Foto: Wikipedia – Armand Duplantis after his 6

A única repetente, em termos de lista final, é Rojas, que este verão se apossou do recorde do Mundo.A triplista de Venezuela Yulimar Rojas, eleita desportista global do ano pela World Athletics em 2020, está este ano de novo na lista de cinco finalistas, esta terça-feira exibida pelo organismo global do atletismo.Para o prémio, a ser divulgado em 01 de dezembro, de maneira virtual, concorrem ainda outras quatro desportistas, de diferentes regiões, todas igualmente campeãs nos Jogos Olímpicos Tóquio’2020: a holandesa Sifan Hassan , a queniana Faith Kipyegon , a norte-americana Sydney McLaughlin e a jamaicana Elaine Thompson-Herah .A única repetente, em termos de lista final, é Rojas, que este verão se apossou do recorde do Mundo e foi também ganhadora do circuito de meetings da Liga Diamante.Se vencer de novo o prémio para que é preferida, equipara na lista de duplas galardoadas as velocistas Marion Jones e Sanya Richards e fica a um galardão da varista russa Yelena Isinbayeva.conheceram-se os nomes de os finalistas masculinos segunda-feira, realçando se nova designação de o queniano Eliud Kipchoge, vencedora em 2018 e 2019, este ano campeão olímpico de a maratona, com a maior progressão de sempre.Completam a ‘lista curta’ de candidatos o norte-americano Ryan Crouser, o norueguês Karsten Warholm, o sueco Armand Duplantis e o ugandês Joshua Cheptegei. Da lista de 10 que foi proposta a eleição há um mês caiu, entre outros, o triplista de Portugal Pablo Pichardo.Em 2021, Cheptegei realçou-se por ser campeão olímpico de 5.000 metros e vice-campeão de 10.000 e líder do ranking da dupla milha.
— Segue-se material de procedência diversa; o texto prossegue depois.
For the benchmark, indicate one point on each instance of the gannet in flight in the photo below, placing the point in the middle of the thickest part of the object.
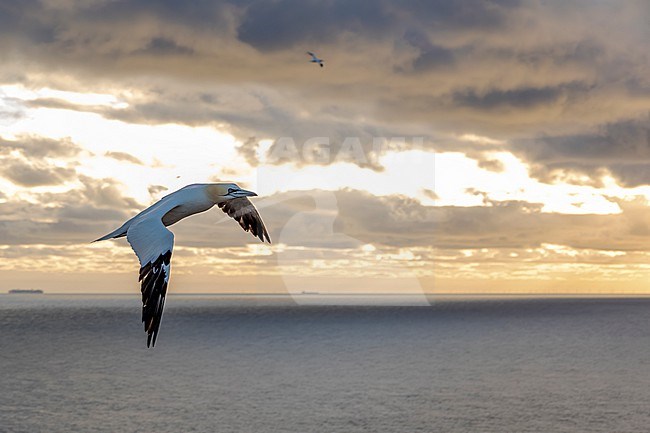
(315, 59)
(153, 243)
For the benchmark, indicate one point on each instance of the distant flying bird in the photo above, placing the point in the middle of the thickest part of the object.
(315, 59)
(153, 243)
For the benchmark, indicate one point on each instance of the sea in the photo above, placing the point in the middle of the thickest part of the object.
(79, 363)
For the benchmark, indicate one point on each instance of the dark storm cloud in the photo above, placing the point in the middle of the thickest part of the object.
(623, 148)
(281, 24)
(509, 69)
(75, 216)
(518, 98)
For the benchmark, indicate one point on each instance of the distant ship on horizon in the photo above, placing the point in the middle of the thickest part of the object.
(25, 292)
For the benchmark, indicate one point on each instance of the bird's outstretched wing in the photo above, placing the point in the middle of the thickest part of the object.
(243, 211)
(153, 244)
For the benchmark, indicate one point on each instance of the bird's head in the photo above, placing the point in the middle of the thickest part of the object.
(220, 192)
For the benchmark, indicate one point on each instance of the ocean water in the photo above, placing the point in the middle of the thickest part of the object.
(264, 364)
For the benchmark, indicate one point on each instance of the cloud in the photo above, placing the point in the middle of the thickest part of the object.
(39, 147)
(621, 149)
(28, 174)
(123, 156)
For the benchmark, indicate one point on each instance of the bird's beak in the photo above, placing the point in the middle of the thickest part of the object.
(244, 193)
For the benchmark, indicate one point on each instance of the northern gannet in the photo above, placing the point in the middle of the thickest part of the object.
(315, 59)
(153, 243)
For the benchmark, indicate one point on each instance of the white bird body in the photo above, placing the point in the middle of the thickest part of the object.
(153, 243)
(315, 59)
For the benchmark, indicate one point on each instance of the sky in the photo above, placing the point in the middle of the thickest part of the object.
(446, 146)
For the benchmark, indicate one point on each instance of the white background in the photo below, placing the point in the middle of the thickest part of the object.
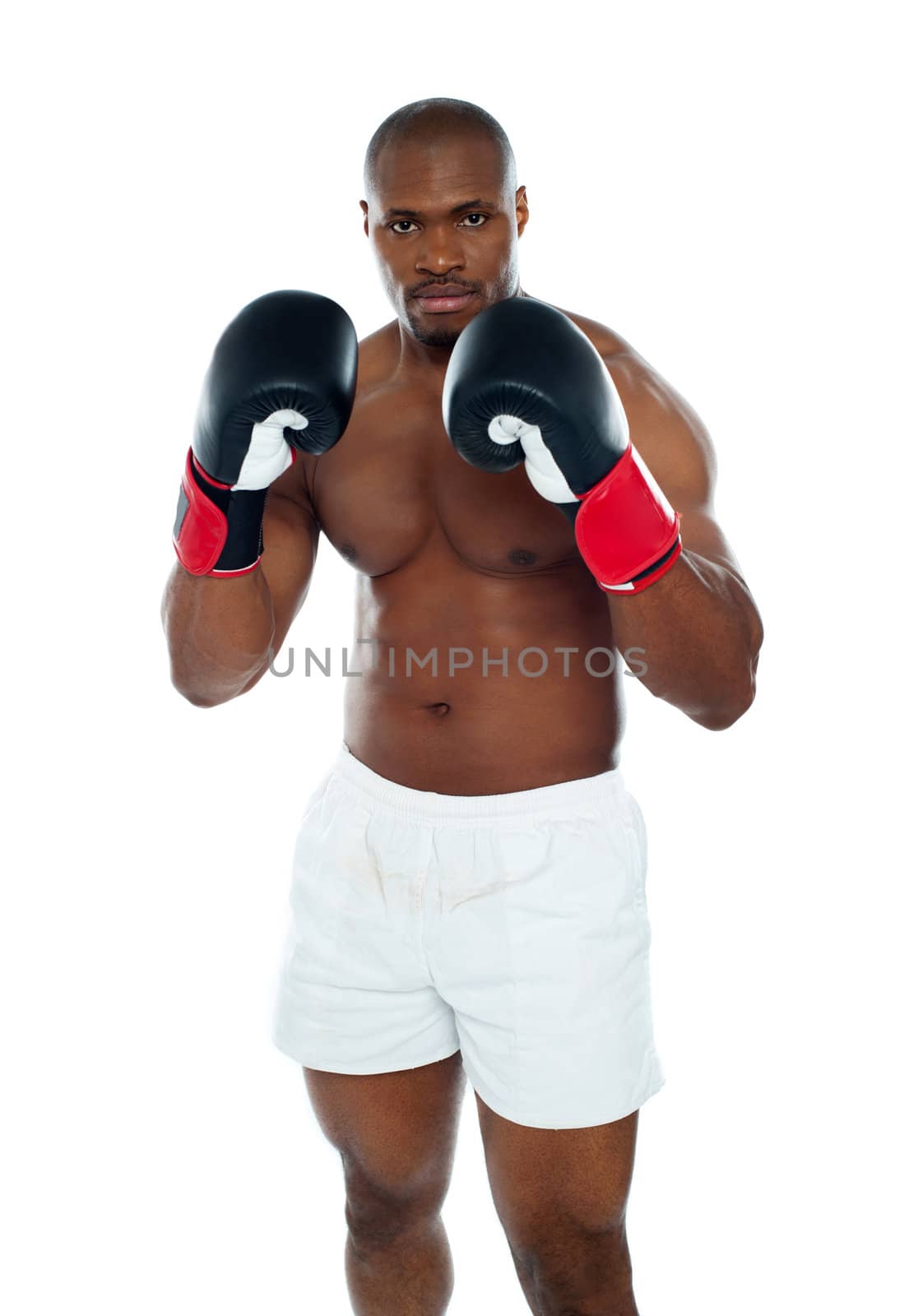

Já Duplantis foi campeão olímpico e europeu de pista coberta no salto com vara e ganhador da Liga Diamante.Enquanto Crouser foi campeão olímpico, warholm fecha o ano como campeão olímpico , recordista global absoluto e em pista coberta e ganhador da Liga Diamante no peso, em época só com triunfos. Campeão olímpico é recordista global e ganhador da Liga Diamante em 400 metros obstáculos.Se Kipchoge vencer, equipara os três triunfos do fundista marroquino Hicham el Guerrouj e só fica atrás do lendário velocista de Jamaica Usain Bolt, que ganhou seis vezes.Armand Duplantis foi o ganhador no ano passado, os outros finalistas jamais venceram o troféu.A eleição foi feita através de um painel triplo, com segmentos do Conselho da World Athletics , de elementos da ‘família World Athletics’ e do público geralmente , que se o chamou a pronunciar-se via online.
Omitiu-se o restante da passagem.